Try using a 1K pull down from the gate to ground on your MOSFET's. I have found that sometimes they get a little flaky with PWM and the 1K seems to make a huge difference.
Try using a 1K pull down from the gate to ground on your MOSFET's. I have found that sometimes they get a little flaky with PWM and the 1K seems to make a huge difference.
Ya did put some 1K's on and found the same thing, that it all worked perfectly. I should've come back to this post with that. Strange that I haven't seen any mention of doing that anywhere else.
I don't know for sure,
since i changed my computer I should digg out the old schematics somewhere.
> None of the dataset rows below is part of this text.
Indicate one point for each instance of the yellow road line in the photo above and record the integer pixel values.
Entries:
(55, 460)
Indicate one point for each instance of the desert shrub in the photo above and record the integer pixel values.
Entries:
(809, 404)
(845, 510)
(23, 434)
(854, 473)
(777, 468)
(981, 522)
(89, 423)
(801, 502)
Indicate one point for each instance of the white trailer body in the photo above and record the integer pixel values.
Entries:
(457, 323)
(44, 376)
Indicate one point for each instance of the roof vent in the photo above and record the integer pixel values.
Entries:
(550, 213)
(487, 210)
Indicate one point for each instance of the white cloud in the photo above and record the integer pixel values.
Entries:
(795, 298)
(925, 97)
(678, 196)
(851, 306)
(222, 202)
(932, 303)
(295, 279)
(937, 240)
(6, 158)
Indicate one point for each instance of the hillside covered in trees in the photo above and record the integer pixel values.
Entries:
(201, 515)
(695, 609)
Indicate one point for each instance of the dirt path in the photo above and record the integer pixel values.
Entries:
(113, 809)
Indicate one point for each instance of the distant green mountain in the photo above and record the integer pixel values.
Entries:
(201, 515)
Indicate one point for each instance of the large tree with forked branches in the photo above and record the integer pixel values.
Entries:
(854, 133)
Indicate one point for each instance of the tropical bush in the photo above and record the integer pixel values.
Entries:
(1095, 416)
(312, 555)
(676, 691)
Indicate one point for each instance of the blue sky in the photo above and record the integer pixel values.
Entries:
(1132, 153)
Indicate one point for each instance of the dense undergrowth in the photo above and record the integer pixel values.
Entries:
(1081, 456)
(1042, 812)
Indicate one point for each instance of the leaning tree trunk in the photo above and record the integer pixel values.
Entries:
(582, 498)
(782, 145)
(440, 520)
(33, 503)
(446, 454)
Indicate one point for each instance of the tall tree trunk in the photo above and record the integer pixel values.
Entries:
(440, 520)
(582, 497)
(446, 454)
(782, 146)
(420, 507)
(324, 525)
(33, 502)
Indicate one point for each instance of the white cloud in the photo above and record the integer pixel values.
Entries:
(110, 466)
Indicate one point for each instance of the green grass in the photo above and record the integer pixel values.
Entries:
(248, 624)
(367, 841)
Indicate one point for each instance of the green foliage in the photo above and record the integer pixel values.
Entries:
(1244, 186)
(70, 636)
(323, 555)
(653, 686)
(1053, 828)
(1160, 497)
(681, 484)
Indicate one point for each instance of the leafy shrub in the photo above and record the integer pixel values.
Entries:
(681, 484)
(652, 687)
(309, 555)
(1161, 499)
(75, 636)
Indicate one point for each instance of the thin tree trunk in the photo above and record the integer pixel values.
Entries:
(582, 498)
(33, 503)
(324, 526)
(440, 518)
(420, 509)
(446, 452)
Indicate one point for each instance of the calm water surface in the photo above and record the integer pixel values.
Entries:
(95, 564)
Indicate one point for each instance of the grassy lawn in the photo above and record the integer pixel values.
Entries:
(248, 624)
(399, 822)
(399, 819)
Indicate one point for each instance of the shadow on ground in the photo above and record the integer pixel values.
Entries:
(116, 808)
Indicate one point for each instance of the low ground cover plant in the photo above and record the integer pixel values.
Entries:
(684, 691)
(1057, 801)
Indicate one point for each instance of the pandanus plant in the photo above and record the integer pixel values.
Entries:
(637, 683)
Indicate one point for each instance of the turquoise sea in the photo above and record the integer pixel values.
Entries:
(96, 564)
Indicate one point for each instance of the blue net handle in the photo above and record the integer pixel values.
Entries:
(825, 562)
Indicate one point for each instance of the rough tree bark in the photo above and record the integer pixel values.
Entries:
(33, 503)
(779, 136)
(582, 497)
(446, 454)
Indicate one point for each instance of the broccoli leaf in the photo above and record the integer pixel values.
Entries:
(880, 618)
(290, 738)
But I'm pretty sure that there where pulldown resistors in my design. It's never a good thing to leave the pics pin floating in mid air, which will always cause weird results.
This being said, does anyone think it's feasable to design a RGB christmas light with 50 channels from one PIC controller, prefferably 16C class? I don't think it can be done. Last year with the 8 channel set-up, it was already clear that the switching between the colours was getting a bit iffy to say the least, colours bleeded a bit from one transistion to another when working with 2 or more colours at the same time. I would use decimal counters to go down the row of leds, but I don't think it could be switched fast enough to at least have a flicker-free view.
It was programmed like this:
set pwm for red - green - blue
turn on all used channels
wait a few msec
turn off all channels
set pwm for red - green - blue
turn on all used channels
wait a few msec
turn off all channels
etc...
When I wanted one out of two leds to be red and the other ones blue, I ended up with a light shade of blue and a shade of pink, which made me think the PWM channels didn't ramp down fast enough or something.